📜 ⬆️ ⬇️

HBase, loading large data arrays through bulk load

Hello colleagues.
I want to share my experience using HBase, namely, to tell about bulk loading . This is another method for loading data. It is fundamentally different from the usual approach (writing to the table through the client). It is believed that with the bulk load you can very quickly load huge data arrays. This is what I decided to understand.

And so, first things first. Loading through bulk load occurs in three stages:




')
In this case, I needed to feel this technology and understand it in numbers: what is the speed, how it depends on the number and size of files. These numbers are too dependent on external conditions, but they help to understand the orders between normal loading and bulk load.

Initial data:


Cluster running Cloudera CDH4, HBase 0.94.6-cdh4.3.0.
Three virtual hosts (on the hypervisor), in the configuration CentOS / 4CPU / RAM 8GB / HDD 50GB
Test data was stored in CSV files of various sizes, with a total volume of 2GB, 3.5GB, 7.1GB and 14.2GB
First, about the results:

Bulk loading


Speed:


Size of one record (row): 0.5Kb
MapReduce Job Initialization Time: 70 sec
Downloading files to HDFS from the local file system:


Download via clients:


Loading was carried out from 2 hosts on 8 flows on each.
Clients were launched over the crown at the same time, the CPU load did not exceed 40%
The size of one record (row), as in the previous case, was equal to 0.5Kb.



What is the result?




I decided to implement this test in the wake of talking about bulk load as a method of ultrafast data loading. It should be said that the official documentation deals only with reducing the load on the network and the CPU. Anyway, I do not see a gain in speed. Tests show that bulk load is only one and a half times faster, but let's not forget that this is without taking into account the initialization of m / r Joba. In addition, the data must be delivered in HDFS, it will also take some time.
I think it’s worthwhile to treat bulk load simply as another way to load data, architecturally different (in some cases, very convenient).

And now about the implementation


Theoretically, everything is quite simple, but in practice there are several technical nuances.

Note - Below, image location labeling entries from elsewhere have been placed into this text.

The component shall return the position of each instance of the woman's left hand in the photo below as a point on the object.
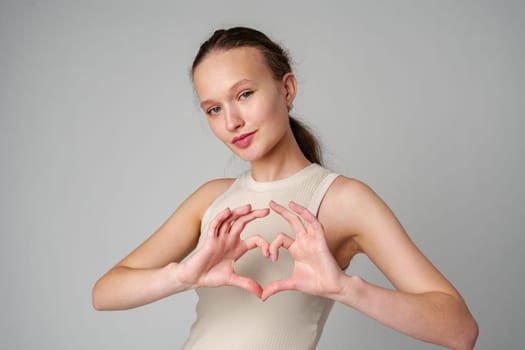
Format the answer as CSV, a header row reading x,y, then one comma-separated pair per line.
x,y
315,270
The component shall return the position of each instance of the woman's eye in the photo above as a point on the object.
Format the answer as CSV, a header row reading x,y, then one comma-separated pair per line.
x,y
245,95
213,110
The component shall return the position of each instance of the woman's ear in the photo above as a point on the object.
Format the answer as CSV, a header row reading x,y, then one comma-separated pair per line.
x,y
290,88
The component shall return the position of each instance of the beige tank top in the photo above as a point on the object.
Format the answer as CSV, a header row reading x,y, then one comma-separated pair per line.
x,y
232,318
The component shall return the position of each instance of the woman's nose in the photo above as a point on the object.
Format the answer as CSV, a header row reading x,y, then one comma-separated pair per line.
x,y
233,119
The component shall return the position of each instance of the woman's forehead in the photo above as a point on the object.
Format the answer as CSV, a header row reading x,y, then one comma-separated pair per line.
x,y
221,69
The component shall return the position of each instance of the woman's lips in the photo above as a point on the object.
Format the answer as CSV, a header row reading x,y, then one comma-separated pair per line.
x,y
244,140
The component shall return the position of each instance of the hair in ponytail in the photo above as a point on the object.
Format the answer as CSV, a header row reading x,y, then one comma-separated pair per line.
x,y
279,64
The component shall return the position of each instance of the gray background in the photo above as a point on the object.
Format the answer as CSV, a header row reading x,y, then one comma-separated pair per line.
x,y
101,138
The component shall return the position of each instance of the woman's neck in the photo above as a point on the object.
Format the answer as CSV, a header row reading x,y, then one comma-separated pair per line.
x,y
283,161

//  Job job = new Job(configuration, JOB_NAME); job.setJarByClass(BulkLoadJob.class); job.setMapOutputKeyClass(ImmutableBytesWritable.class); job.setMapOutputValueClass(Put.class); job.setMapperClass(DataMapper.class); job.setNumReduceTasks(0); job.setInputFormatClass(TextInputFormat.class); job.setOutputFormatClass(HFileOutputFormat.class); FileInputFormat.setInputPaths(job, inputPath); HFileOutputFormat.setOutputPath(job, new Path(outputPath)); HTable dataTable = new HTable(jobConfiguration, TABLE_NAME); HFileOutputFormat.configureIncrementalLoad(job, dataTable); // ControlledJob controlledJob = new ControlledJob( job, null ); JobControl jobController = new JobControl(JOB_NAME); jobController.addJob(controlledJob); Thread thread = new Thread(jobController); thread.start(); . . . //   output setFullPermissions(JOB_OUTPUT_PATH); //  bulk-load LoadIncrementalHFiles loader = new LoadIncrementalHFiles(jobConfiguration); loader.doBulkLoad( new Path(JOB_OUTPUT_PATH), dataTable ); 




Therefore, you must run Job on behalf of the user hbase or distribute rights to the output files (this is how I did).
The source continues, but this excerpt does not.